Q: Can I prepare the skewers in advance?
A: You can assemble skewers up to 4 hours ahead and refrigerate, but bring to room temperature 20 minutes before grilling.
• For tender chicken, marinate for at least 2 hours or up to 8 hours.
• Wooden skewers must be soaked in water to prevent burning.
• Cherry tomatoes can be substituted with grape tomatoes.
• For a spicier version, add 1 teaspoon red pepper flakes to the marinade.
• Chicken thighs can be used instead of breasts for more flavor.
• Fresh herbs can be substituted with dried (use 1/3 the amount).

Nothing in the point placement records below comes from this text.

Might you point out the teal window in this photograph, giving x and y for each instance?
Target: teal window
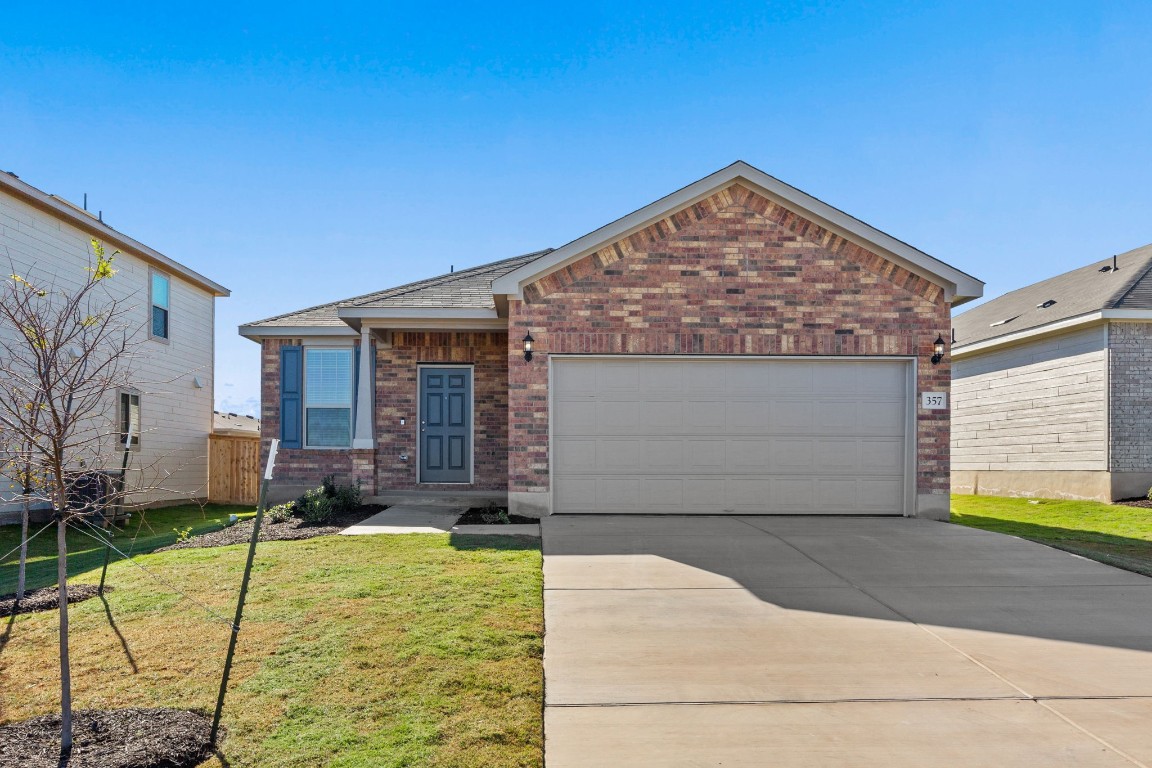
(159, 305)
(328, 397)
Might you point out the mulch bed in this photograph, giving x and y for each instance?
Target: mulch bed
(486, 516)
(116, 738)
(290, 531)
(46, 599)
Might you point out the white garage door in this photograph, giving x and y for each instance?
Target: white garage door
(785, 436)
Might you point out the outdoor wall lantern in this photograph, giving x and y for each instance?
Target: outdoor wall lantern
(938, 348)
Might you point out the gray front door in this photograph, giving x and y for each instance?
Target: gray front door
(446, 425)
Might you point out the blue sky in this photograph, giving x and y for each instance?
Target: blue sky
(300, 154)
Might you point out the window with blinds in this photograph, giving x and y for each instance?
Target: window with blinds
(328, 397)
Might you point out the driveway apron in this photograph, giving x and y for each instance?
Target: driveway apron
(750, 641)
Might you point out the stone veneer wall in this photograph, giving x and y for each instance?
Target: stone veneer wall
(733, 274)
(396, 381)
(1130, 402)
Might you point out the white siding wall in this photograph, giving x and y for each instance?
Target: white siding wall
(1040, 405)
(176, 417)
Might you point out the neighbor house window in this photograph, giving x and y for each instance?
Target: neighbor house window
(130, 417)
(328, 397)
(159, 305)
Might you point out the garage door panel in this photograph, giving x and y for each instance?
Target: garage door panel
(883, 417)
(664, 456)
(795, 378)
(883, 455)
(743, 417)
(793, 416)
(705, 417)
(715, 436)
(705, 456)
(836, 456)
(662, 417)
(879, 495)
(836, 417)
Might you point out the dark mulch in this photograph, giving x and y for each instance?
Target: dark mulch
(46, 599)
(491, 516)
(118, 738)
(290, 531)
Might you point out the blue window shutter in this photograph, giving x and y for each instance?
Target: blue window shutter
(292, 401)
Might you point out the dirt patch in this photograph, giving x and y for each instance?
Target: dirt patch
(116, 738)
(46, 599)
(289, 531)
(493, 516)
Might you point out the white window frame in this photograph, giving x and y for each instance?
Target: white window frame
(120, 417)
(351, 395)
(152, 274)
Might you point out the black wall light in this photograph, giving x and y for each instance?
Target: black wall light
(938, 348)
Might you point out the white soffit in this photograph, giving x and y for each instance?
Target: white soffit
(256, 333)
(1060, 326)
(960, 287)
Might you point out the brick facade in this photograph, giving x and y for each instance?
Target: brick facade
(733, 274)
(1130, 401)
(396, 381)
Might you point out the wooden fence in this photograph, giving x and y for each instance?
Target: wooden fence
(234, 469)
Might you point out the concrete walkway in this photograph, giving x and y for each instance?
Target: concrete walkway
(431, 518)
(751, 641)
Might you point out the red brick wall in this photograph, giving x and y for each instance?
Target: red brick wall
(734, 274)
(396, 397)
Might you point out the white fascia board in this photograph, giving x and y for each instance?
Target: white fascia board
(437, 324)
(104, 233)
(959, 286)
(421, 312)
(256, 333)
(1028, 334)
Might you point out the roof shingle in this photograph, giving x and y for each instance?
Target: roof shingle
(1081, 291)
(467, 289)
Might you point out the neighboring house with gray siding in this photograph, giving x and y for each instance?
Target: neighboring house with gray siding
(1052, 386)
(47, 238)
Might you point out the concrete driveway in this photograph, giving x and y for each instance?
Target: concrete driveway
(744, 641)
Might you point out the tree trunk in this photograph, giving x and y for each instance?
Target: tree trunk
(65, 670)
(23, 548)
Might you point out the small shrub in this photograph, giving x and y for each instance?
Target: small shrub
(281, 512)
(348, 497)
(315, 507)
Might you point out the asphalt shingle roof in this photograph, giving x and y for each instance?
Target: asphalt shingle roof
(1076, 293)
(464, 289)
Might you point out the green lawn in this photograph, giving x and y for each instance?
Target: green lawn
(1111, 533)
(145, 532)
(380, 651)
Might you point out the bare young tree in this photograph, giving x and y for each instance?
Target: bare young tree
(67, 347)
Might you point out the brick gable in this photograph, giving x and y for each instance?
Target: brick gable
(732, 274)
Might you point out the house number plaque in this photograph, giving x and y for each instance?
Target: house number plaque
(933, 401)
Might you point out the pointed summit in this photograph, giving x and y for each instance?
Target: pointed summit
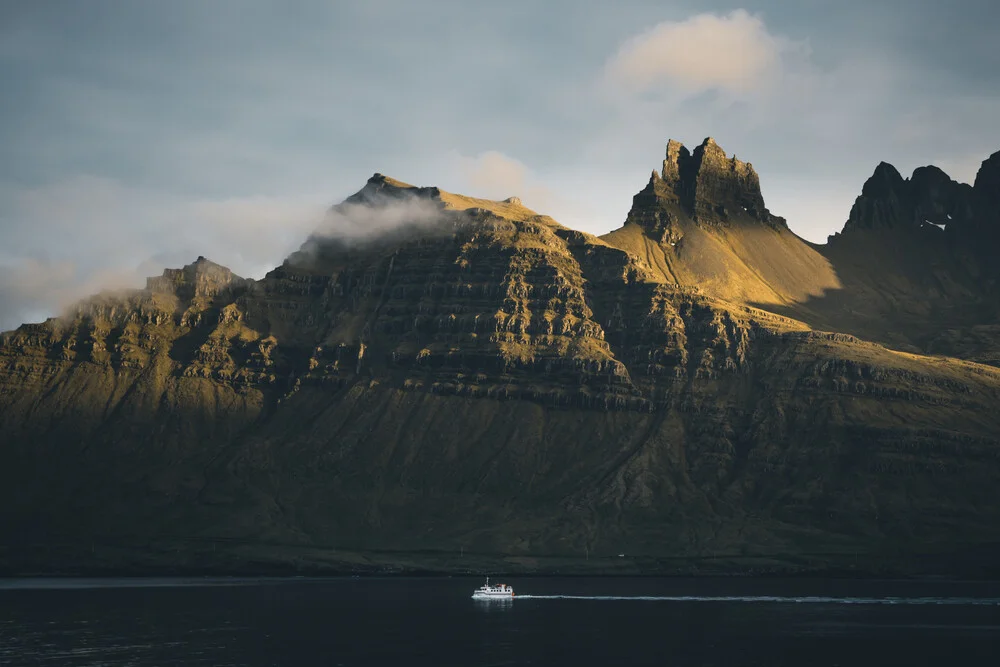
(705, 185)
(987, 184)
(929, 200)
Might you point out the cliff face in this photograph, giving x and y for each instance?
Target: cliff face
(473, 376)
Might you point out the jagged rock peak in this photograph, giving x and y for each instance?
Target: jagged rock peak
(706, 185)
(988, 180)
(929, 200)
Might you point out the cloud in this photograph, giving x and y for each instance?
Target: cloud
(80, 236)
(376, 216)
(493, 175)
(734, 53)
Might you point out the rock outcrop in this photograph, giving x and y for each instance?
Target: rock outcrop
(706, 186)
(469, 375)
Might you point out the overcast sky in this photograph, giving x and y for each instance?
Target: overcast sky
(138, 135)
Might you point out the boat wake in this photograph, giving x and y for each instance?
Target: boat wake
(773, 599)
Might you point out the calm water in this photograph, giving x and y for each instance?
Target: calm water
(675, 622)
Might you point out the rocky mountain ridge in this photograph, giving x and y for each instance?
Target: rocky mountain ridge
(470, 375)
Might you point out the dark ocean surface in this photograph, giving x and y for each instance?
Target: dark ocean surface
(552, 621)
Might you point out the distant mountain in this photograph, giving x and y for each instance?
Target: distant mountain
(442, 382)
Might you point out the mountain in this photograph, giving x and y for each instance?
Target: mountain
(441, 382)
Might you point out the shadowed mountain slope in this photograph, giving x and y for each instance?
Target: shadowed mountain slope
(432, 374)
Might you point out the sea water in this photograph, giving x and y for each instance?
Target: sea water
(550, 621)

• This recipe is gluten-free and dairy-free.
Serve hot, two skewers per person, optionally garnished with fresh herbs and lemon wedges.
Remove contents from skewers and store in an airtight container in the refrigerator for up to 3 days. Reheat in microwave or oven until warmed through.
Start marinating chicken in the morning for dinner service. Prep vegetables while chicken marinates to maximize efficiency.
- Keep similar sized pieces for even cooking
- Don't overcrowd skewers to ensure proper cooking
- Let chicken come to room temperature 20 minutes before grilling
Try adding mushrooms or eggplant to the vegetable mix. For a Middle Eastern twist, substitute the herbs with za'atar and sumac.
Serve with crisp white wine like Pinot Grigio or Greek Assyrtiko. Pairs well with Mediterranean rice pilaf or grilled pita bread.
Best during summer months when fresh vegetables are abundant, but suitable year-round.
Contains garlic. Free from common allergens including dairy, eggs, nuts, soy, wheat, and shellfish.